First Person | Mental Ghettos

Bad times can throw up good opportunities for Muslims

Ghazala WahabGhazala Wahab

A few years back I had the opportunity to visit India-Pakistan border in Jaisalmer sector. The Border Security Force had very kindly allowed the FORCE team to see a few border outposts along the fence. Before the fence came about, this sector was notorious for smuggling and drug-trafficking. But after the completion of the fence such incidents were reduced considerably. While this certainly was a good development, it also implied that the biggest challenge for the men posted in those areas was fighting boredom. The sense of ennui was so great that in two days that the FORCE team spent there, it had started rubbing on us as well, despite the supposed romance of golden sand dunes and patrolling on camels.

Given this, it was understandable that the BSF officers interacting with the FORCE team were hard-pressed to help us get an interesting story. When all else failed, one of the officer tried the last resort. He raised the sceptre of terrorism. “One of the growing problems in this area is terrorism,” he said.

“These are border areas, very close to Pakistan and there is a substantial Muslim population here.” So? He grappled for a more convincing argument, “In the last few years, the number of madrassas in this area has doubled. This is a matter of concern.” Those were the days when the notorious Pakistani madrassas were hitting the headlines as the cradle for the Taliban. Somehow the word madrassa had become interchangeable with terrorism. So the insinuation by the BSF officer clearly raised my hackles, and I couldn’t resist challenging him. But if there has been an increase in the Muslim population, why should we be surprised that there is a corresponding increase in the madrassas?, I had countered. Since madrassas or the challenges posed by terrorism was not central to the article on BSF’s deployment in Rajasthan, the argument didn’t go any further.
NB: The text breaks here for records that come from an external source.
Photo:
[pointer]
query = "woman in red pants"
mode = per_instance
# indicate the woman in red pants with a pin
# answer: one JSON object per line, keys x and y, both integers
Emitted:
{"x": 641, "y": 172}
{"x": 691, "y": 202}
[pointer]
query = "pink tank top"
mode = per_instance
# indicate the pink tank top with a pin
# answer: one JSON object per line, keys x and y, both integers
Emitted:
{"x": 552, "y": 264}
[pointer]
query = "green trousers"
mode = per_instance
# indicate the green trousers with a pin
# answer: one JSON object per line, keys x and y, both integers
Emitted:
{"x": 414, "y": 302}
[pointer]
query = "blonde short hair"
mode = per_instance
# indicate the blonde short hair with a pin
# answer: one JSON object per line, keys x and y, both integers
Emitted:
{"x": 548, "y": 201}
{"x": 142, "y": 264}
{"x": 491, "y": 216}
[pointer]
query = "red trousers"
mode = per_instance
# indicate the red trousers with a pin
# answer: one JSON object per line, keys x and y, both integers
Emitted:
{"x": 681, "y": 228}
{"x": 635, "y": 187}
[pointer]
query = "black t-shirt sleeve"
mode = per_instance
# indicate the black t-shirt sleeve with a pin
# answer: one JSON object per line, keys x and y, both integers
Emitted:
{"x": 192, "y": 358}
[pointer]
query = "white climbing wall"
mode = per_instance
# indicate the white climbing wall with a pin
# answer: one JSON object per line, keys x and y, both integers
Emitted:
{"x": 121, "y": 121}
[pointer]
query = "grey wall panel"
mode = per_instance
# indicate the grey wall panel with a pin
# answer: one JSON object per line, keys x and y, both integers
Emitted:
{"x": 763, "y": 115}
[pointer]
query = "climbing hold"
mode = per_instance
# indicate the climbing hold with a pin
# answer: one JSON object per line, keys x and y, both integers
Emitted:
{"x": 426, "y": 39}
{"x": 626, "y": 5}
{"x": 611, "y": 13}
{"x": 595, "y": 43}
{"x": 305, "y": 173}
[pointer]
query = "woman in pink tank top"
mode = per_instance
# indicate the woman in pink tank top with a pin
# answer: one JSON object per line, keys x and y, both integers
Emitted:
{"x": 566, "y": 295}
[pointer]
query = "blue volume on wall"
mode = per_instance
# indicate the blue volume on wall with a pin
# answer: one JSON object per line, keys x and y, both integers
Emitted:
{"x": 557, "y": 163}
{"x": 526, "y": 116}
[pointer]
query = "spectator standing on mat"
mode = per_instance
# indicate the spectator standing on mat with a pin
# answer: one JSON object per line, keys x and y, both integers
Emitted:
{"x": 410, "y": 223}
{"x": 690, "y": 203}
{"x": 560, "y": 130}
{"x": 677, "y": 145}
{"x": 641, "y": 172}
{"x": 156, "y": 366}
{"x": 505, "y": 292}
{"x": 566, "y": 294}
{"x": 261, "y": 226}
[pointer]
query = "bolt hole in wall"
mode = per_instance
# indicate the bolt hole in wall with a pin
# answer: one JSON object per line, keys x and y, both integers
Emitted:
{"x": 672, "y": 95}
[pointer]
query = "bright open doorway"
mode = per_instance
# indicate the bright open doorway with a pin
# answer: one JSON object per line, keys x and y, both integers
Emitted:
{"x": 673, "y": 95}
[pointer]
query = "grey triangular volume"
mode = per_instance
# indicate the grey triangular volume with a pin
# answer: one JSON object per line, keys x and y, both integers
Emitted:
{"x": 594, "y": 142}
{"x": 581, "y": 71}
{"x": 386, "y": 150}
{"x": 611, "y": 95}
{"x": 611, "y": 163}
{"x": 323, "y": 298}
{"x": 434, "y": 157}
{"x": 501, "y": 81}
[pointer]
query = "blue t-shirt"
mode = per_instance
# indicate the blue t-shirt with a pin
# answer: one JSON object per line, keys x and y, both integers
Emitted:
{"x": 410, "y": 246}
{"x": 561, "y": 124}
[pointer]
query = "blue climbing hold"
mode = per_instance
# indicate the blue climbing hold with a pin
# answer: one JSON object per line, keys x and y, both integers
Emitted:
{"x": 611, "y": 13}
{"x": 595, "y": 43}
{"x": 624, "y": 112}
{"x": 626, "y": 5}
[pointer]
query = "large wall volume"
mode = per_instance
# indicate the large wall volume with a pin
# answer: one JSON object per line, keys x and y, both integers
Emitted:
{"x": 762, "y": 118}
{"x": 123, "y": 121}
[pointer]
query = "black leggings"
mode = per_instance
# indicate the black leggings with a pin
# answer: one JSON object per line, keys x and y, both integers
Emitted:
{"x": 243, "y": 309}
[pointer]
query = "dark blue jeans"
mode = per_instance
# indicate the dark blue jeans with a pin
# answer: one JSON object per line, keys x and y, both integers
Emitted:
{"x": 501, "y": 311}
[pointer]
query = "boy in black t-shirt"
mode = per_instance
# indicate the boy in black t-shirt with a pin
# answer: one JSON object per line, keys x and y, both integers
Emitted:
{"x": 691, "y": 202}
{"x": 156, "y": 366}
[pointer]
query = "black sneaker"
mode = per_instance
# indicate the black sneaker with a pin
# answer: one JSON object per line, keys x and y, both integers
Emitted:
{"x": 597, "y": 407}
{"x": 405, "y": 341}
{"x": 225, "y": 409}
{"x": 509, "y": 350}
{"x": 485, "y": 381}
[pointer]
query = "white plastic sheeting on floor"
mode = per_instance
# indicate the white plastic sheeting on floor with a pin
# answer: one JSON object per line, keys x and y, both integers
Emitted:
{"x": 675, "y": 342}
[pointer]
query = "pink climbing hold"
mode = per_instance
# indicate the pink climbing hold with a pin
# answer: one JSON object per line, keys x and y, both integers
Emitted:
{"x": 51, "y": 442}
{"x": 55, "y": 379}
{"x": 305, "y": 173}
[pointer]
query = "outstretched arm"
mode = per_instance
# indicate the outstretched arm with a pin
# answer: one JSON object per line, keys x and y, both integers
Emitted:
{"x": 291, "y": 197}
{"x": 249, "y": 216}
I had till recently maintained that madrassas should not be viewed with suspicion; that they should be strengthened and modernised as an institution because for a large number of impoverished Muslim children they are the only means of education. Run largely on charity, most madrassas not only provide food to the students but in many cases accommodation as well. The fact that some of them had started responding to changing times by incorporating secular subjects like computers and mathematics in their curriculum was seen as the step in the right direction and became subject of several feature articles, including in FORCE. Rows of young boys hunched over the copies of Quran Sharif made interesting photographs.

But all these feel-good articles ignored one basic fact. If so much charity is available to the madrassas why is it not available to schools? It is not a matter of satisfaction but shame that the number of madrassas increased in keeping with the rise in the Muslim population (here the rise does not refer to the RSS bogey of Muslims having more children hence more numbers, it is simply refers to the over all increase in the Indian population irrespective of religion). Why did Muslim-run charities not build schools for the poor, instead of madrassas? Or failing this, why didn’t they institute scholarships for poor Muslim children in regular government-run or public schools? Why did they think that creating foot-soldiers for Islam was nobler than creating citizens of tomorrow?

I am not for a moment suggesting that madrassas are terrorist-churning factories. But they are a huge retarding factor for the community. Illiterate Muslims who don’t want the same fate for their children don’t bother looking for schools for them because there is a madrassa in the neighbourhood. Often they don’t even explore the option of sending their children to government schools because they wrongfully believe that they will have to spend a lot of money on them. My mother used to volunteer for Uttar Pradesh state government’s literacy programme among the Muslim ghettos. And despite her best efforts, almost for a decade, convincing the people, especially, the women, to send their children to government-run schools, she managed to get only a handful of children, mostly boys, to the local school. In fact, such was the resistance to her efforts that some Muslim men, who had assumed the leadership role in the locality, started questioning her credentials as a Muslim because she didn’t wear a veil.

Economic backwardness is a millstone around the community. But an even greater curse is social backwardness, because no amount of physical upliftment can help if you remain socially and intellectually impoverished. Is it any surprise that even today there is resistance to polio drops among the Muslims? Religious teaching has its own place, but it can never be a replacement for regular, secular education. Talking of discrimination and injustice is fine. But we must address first things first. One can never come out of physical ghettos unless the mental ones are demolished. Fortunately, despite religious profiling in the name of fighting terrorism, there is a growing awareness among majority of people about the rampant social inequities. If petty Muslim politicians still do not rise to become leaders, then perhaps we will miss yet another opportunity.